A session represents some state in the CDM. This state may include keys, licenses and other information that needs to be handled securely by the CDM. This state has a lifecycle - it is created when a keymessage is first sent by the CDM, it's updated by messages coming to the CDM through addKey and it can be destroyed (at some point). When it's destroyed a proof of that destruction may be generated (secure stop).

We could leave it at that. This would leave decisions on when to create a new session and when to use an existing one to the keysystem. Scripts would need to support both additional message exchanges on an existing session and multiple sessions associated with a single media element. Scripts need not know whether the CDM is doing "heartbeats" or "key rotation" or something else.

Or, we could be more prescriptive. The main reason I can think of for wanting more than one session is if there is some reason for the state information in the sessions to have different lifecycles - specifically, to be independently updated and independently destroyed. If the life cycles of several pieces of state information are to be strongly coupled, then these pieces of information could usefully all reside in the same session.

Based on the above, there seems no reason to have multiple sessions for heartbeat. A single piece of state information is being updated with a new expiry time with each heartbeat ack.

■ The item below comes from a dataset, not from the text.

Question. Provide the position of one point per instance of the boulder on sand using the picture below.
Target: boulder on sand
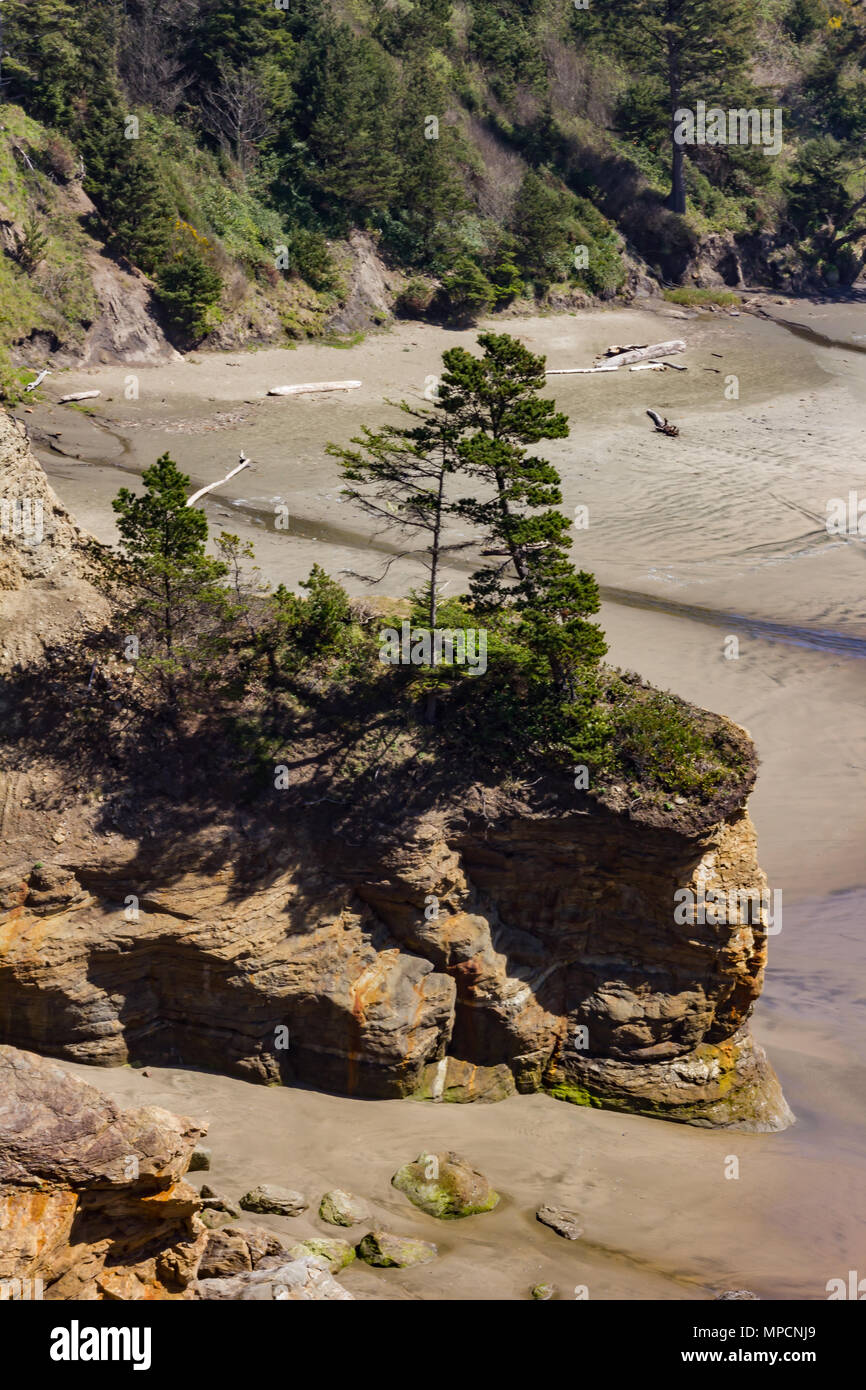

For key rotation, it depends whether it's a requirement to formally destroy the old keys when new ones are provided. If it's sufficient to guarantee destruction of the old keys only when the whole thing is done, then it could be a single session. If the key rotation scheme involves both some long-term stream key *and* some short-term rotating keys (which are somehow combined), with the long-term one delivered at the beginning, then again, perhaps this is best modeled as a single session that is being updated with the new short-term keys as they rotate.

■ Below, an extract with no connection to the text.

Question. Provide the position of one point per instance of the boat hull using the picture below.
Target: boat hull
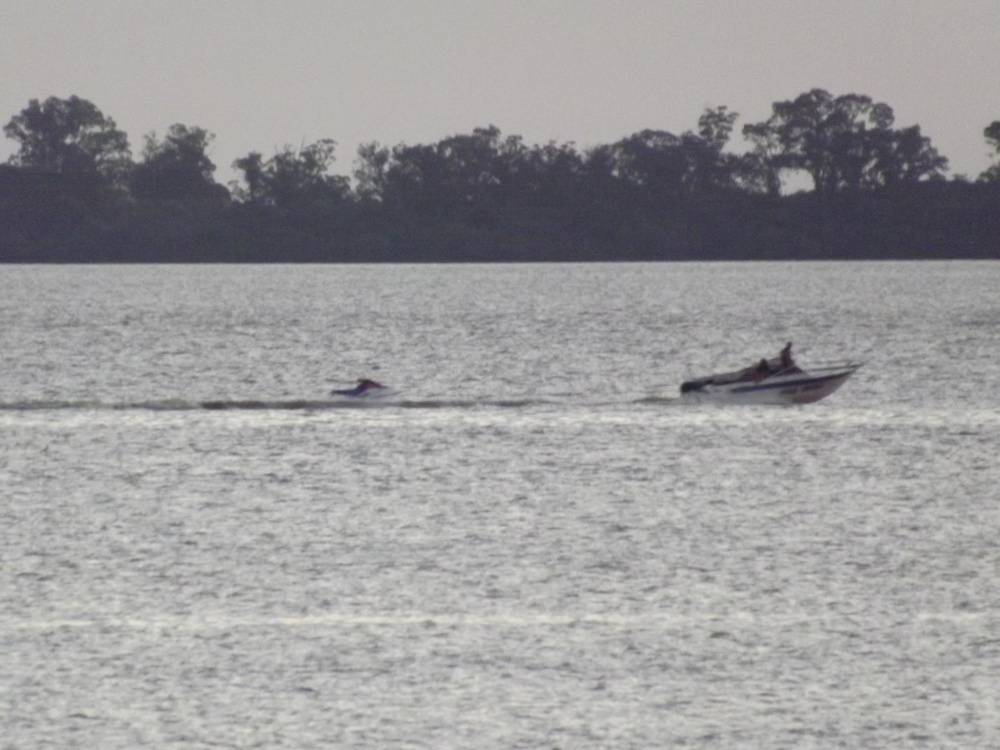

Perhaps addKey() should become some kind of "keyUpdate" method on the session object, to represent the semantics that it updates the session state somehow. Key updates can include actual new keys (key rotation) or just new ancillary data (expiry time for heartbeat).

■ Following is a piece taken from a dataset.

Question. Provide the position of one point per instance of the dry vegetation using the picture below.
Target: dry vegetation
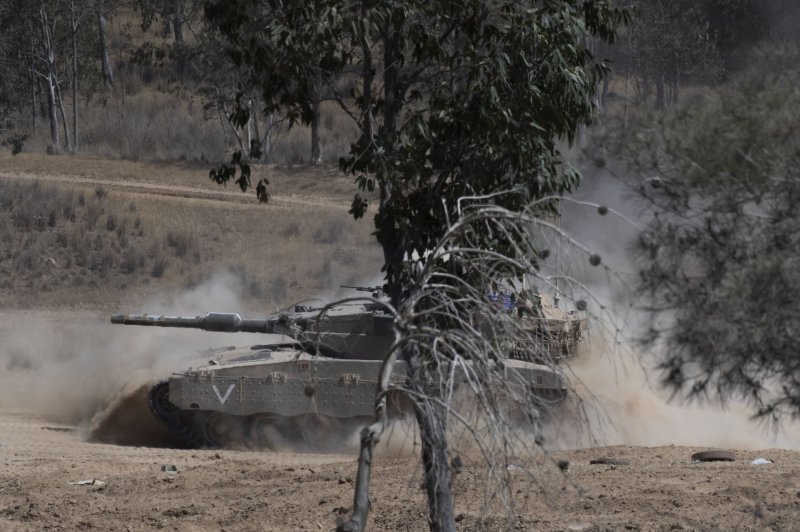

So, I'm leaning toward favoring a single, updatable, session unless the use-case really requires separate lifecycle management for separate state instances in the CDM.

…Mark


On Jun 11, 2012, at 11:12 PM, David Dorwin wrote:

https://www.w3.org/Bugs/Public/show_bug.cgi?id=16738

Some content providers require a heartbeat from the client device. Implementations often involve a message being generated by the decryption module and being ACK'd by the server. The APIs in the proposal were designed to allow such additional features without requiring API changes. However, there are multiple ways heartbeat might be implemented, and it probably makes sense to provide guidance to avoid fragmentation.

The current draft mentions two potential implementations at http://dvcs.w3.org/hg/html-media/raw-file/tip/encrypted-media/encrypted-media.html#faq-heartbeat:
 1) Use keymessage to continue the current session
 2) Start a new message exchange procedes in exactly the same way as the initial message exchange, with the exception that the Key System and Session ID are known when the needkey event is sent.

In option 1, keymessage would be used to provide the heartbeat, which must be ACK'd by the server. The thought is that this ACK would be provided via addKey(). Assuming we make the change in https://www.w3.org/Bugs/Public/show_bug.cgi?id=16548,  addKey() is always a response to a keymessage event, so that is somewhat consistent with existing use cases.

Option 2 is very consistent with the initial key request, but seems overly complex for a periodic heartbeat related to the same license.

If we feel heartbeat is common enough, another option would be to add explicit support for heartbeat, as is the case for key release. However, unlike key release, heartbeat can be handled within the existing APIs, and we want to avoid adding specific features to the API as much as possible.

Mark has provided his input in the bug. Does anyone else have a preference?